EPS refused to comment or provide any details on their new armoured vehicle until the Progress Report goes through a process where we apply to their director of legal services in order to become a “media partner.”

The purchase of even more militarized equipment is certain to be contentious given the discussion in Edmonton around police brutality and calls from activist groups like Black Lives Matter to defund the police. But the hidden nature of the purchase isn’t being received well, either.

“The big concern I have about this is the secrecy, and how hard you have to dig to find this information… why not just say you bought it and it’s arriving at such and such a date if the decision was made years ago?” said Tom Engel, chair of Alberta’s Criminal Trial Lawyers’ Association’s policing committee. 

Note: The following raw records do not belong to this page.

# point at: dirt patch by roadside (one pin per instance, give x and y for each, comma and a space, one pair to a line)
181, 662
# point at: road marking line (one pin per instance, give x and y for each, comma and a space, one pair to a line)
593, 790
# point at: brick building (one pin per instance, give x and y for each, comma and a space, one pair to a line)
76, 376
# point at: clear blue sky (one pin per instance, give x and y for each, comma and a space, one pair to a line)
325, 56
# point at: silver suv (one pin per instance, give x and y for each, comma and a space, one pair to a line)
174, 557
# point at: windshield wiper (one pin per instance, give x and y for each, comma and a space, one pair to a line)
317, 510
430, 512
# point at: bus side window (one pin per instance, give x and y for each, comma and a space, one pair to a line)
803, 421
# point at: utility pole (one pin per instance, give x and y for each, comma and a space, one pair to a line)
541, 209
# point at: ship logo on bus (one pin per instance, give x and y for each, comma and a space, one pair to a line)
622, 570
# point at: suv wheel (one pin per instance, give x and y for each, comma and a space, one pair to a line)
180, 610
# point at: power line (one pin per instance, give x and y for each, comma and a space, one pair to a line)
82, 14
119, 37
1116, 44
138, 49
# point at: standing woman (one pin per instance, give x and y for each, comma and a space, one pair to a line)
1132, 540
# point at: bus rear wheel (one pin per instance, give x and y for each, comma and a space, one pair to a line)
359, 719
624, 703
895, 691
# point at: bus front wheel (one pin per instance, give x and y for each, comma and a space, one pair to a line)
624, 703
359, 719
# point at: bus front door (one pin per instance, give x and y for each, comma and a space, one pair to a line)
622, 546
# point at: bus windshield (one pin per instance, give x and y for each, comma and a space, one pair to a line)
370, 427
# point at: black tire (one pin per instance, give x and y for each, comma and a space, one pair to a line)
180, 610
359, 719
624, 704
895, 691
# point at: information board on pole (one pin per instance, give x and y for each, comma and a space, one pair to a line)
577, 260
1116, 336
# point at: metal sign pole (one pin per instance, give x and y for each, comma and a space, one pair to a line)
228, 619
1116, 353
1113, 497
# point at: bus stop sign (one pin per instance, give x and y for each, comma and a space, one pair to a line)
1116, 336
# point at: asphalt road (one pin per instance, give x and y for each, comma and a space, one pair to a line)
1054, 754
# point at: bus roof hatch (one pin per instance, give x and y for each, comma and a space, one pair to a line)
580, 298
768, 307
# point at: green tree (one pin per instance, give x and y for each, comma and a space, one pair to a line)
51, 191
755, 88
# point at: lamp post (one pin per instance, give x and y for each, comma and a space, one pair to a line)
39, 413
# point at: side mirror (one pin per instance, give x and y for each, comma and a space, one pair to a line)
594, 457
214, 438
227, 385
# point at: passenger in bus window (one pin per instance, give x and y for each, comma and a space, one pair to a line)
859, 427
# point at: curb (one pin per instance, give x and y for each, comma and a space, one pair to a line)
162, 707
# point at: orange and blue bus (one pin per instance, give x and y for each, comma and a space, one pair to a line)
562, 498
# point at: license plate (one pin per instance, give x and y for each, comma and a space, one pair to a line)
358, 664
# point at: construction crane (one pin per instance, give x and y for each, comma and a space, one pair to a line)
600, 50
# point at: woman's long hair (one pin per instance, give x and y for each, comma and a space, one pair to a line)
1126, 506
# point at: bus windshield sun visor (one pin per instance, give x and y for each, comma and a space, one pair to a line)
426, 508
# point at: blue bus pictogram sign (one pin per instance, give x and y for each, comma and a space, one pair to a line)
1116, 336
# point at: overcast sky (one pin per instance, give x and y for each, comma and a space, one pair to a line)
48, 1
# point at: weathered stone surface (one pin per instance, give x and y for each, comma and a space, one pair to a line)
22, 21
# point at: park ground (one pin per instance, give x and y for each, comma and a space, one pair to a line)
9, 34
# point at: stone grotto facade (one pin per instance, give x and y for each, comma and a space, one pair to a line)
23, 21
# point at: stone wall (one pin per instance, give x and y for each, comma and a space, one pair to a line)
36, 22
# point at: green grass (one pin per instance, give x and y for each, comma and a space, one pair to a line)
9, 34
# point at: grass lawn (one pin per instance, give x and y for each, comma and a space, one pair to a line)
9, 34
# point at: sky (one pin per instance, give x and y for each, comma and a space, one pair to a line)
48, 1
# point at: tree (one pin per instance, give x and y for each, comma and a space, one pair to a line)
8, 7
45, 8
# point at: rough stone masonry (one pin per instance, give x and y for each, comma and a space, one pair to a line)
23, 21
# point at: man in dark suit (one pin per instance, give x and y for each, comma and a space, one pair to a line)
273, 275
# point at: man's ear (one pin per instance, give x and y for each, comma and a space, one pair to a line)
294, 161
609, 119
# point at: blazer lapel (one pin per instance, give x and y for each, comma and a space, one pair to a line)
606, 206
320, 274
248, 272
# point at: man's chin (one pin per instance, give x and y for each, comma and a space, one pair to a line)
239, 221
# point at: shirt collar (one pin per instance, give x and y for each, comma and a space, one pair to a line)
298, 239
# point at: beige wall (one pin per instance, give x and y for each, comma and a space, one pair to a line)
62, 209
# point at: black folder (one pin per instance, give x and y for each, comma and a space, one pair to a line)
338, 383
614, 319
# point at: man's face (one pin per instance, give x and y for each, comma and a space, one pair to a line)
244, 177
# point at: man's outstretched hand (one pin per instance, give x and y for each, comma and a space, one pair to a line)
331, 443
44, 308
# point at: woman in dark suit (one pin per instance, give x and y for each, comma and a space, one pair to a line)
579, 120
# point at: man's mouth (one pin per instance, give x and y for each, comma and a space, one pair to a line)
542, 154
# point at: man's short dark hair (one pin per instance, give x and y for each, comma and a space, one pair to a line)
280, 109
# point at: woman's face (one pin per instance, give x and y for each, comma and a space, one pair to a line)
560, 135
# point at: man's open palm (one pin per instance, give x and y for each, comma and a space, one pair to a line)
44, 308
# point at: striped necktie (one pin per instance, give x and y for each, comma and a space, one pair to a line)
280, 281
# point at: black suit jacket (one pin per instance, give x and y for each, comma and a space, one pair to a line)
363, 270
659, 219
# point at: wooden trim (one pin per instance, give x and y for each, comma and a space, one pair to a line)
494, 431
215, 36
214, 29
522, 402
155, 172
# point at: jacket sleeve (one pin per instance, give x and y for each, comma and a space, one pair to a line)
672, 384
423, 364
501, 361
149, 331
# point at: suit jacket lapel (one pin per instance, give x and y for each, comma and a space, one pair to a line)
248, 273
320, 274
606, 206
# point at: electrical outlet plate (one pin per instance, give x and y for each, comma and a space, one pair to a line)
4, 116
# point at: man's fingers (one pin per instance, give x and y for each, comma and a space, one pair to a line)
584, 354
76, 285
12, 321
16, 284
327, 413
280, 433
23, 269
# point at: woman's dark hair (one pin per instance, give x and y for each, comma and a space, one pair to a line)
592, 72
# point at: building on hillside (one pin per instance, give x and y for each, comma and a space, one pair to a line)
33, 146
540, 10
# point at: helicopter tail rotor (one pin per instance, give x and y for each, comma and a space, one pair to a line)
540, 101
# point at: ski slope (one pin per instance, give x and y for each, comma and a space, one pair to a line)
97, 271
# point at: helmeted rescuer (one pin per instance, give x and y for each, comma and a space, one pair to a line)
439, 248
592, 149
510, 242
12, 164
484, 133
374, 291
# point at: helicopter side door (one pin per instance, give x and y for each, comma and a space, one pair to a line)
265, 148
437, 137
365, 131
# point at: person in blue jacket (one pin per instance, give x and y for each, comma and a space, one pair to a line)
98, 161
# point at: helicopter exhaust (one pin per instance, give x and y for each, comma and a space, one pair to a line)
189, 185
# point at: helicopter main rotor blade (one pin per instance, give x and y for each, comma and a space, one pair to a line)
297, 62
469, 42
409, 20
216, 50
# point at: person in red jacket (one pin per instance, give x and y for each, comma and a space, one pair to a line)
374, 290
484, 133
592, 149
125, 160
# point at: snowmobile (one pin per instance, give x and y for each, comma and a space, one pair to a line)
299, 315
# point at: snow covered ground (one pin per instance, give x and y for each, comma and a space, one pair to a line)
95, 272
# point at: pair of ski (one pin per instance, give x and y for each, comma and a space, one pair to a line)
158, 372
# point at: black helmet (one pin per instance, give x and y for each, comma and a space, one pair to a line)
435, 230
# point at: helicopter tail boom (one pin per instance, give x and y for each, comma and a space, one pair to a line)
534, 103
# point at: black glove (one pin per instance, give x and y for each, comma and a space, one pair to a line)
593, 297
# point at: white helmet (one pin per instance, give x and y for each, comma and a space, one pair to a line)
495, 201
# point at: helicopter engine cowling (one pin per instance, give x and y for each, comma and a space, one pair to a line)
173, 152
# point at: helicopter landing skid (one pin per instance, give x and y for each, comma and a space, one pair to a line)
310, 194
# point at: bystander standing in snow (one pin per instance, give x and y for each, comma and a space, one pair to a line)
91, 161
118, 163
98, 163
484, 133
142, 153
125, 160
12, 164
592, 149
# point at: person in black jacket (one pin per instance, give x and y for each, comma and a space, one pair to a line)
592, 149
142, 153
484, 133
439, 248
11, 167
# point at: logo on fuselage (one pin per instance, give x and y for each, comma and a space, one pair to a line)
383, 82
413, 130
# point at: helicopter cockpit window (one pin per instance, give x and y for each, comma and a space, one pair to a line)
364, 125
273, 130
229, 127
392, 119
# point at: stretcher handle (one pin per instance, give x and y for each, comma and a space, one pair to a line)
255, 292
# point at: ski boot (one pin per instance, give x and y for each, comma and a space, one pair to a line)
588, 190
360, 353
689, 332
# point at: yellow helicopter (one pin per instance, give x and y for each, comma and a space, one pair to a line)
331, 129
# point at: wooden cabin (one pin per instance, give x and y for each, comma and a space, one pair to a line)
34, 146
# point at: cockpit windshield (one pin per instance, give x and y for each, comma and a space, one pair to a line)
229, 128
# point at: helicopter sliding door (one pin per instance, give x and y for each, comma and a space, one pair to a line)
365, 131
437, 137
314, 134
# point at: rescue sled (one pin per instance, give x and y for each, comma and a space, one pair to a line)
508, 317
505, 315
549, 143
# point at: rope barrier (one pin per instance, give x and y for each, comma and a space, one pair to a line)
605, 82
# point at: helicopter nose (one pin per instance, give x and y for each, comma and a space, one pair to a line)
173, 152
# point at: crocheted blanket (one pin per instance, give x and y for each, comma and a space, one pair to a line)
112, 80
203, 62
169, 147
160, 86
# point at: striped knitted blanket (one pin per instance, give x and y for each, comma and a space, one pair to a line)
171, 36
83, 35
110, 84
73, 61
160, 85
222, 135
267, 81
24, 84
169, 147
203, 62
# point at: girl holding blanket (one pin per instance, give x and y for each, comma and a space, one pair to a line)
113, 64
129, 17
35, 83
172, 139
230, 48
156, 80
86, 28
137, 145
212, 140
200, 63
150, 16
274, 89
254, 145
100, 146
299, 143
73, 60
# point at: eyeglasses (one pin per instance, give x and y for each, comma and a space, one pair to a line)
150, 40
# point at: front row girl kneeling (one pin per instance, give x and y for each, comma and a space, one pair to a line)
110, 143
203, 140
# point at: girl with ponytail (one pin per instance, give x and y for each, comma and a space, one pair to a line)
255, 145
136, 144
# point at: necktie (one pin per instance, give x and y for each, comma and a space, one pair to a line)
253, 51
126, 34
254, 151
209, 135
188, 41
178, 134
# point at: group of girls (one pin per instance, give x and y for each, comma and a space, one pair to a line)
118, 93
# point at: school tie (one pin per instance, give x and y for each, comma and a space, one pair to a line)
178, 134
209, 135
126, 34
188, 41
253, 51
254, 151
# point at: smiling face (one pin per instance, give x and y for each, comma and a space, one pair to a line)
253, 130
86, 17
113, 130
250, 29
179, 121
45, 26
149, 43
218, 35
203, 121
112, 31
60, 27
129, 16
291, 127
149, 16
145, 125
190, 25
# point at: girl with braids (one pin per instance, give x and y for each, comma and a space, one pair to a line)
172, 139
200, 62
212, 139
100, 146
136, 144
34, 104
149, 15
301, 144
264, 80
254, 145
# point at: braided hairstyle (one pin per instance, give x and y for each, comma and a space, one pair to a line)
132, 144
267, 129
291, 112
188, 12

“This kind of behaviour by the Edmonton Police Service does harm the reputation of EPS. It suggests that they can’t be trusted. It’s a foolish misrepresentation too, people are going to find out.” 


According to Micki Ruth, chair of the Edmonton Police Commission, the new vehicle will replace one of EPS’ two existing armoured vehicles. Those vehicles are the ‘Grizzly,’ an armoured personnel carrier acquired from the Department of National Defence in 2007, and the Ballistic Armoured Tactical Transport (or BATT), which the force purchased in 2013.

Image: EPS' existing BATT and Grizzly armoured vehicles
Pictured: EPS' BATT (left) and Grizzly (right) armoured vehicles

The BATT can transport a dozen police at once and has gun ports on cabin doors, side walls under horizontal windows and rear doors. The Grizzly was originally manufactured in 1978 and can carry as many as 10 officers. After its arrival in 2007, the Grizzly was refitted to remove a large machine-gun turret and repainted, at a cost of $35,000.

“If it was a new additional armoured vehicle I would probably have concerns but it’s a replacement. And I'm concerned as many people are about the militarization and use of such vehicles but the fact is armoured vehicles do have an important role,” said Ruth.

When asked why the public had no idea that the Edmonton police were acquiring another armoured vehicle, Ruth told Progress Alberta that “I don’t have a good answer… that’s something we should be reviewing.”

“A total lack of transparency”: BLM Edmonton

“It’s fundamentally unethical for the police to be getting a new tank without even providing the rationale for why they need a new tank. The fact that they don’t even have to justify it is a huge problem and then they didn’t even tell anyone anyway,” said Shima Robinson, a core team member with Black Lives Matter Edmonton.  

Black Lives Matter Edmonton was at the forefront of a campaign this summer to divest a significant amount of the EPS budget and re-allocate that funding to community and social welfare programs. After receiving over 14,000 letters from concerned members of the public, and nearly two weeks of public hearings, Edmonton’s city council declined to significantly defund the department, committing to a budget reduction of only $11 million. The EPS budget for 2020 is just over $373 million.

“What we have here is a major case for defunding the police. Just a total lack of transparency about how the police are spending their money – our money. The $500,000 spent on this tank could have gone to housing the homeless, free transit, or increased funding to the Crisis Diversion Team.”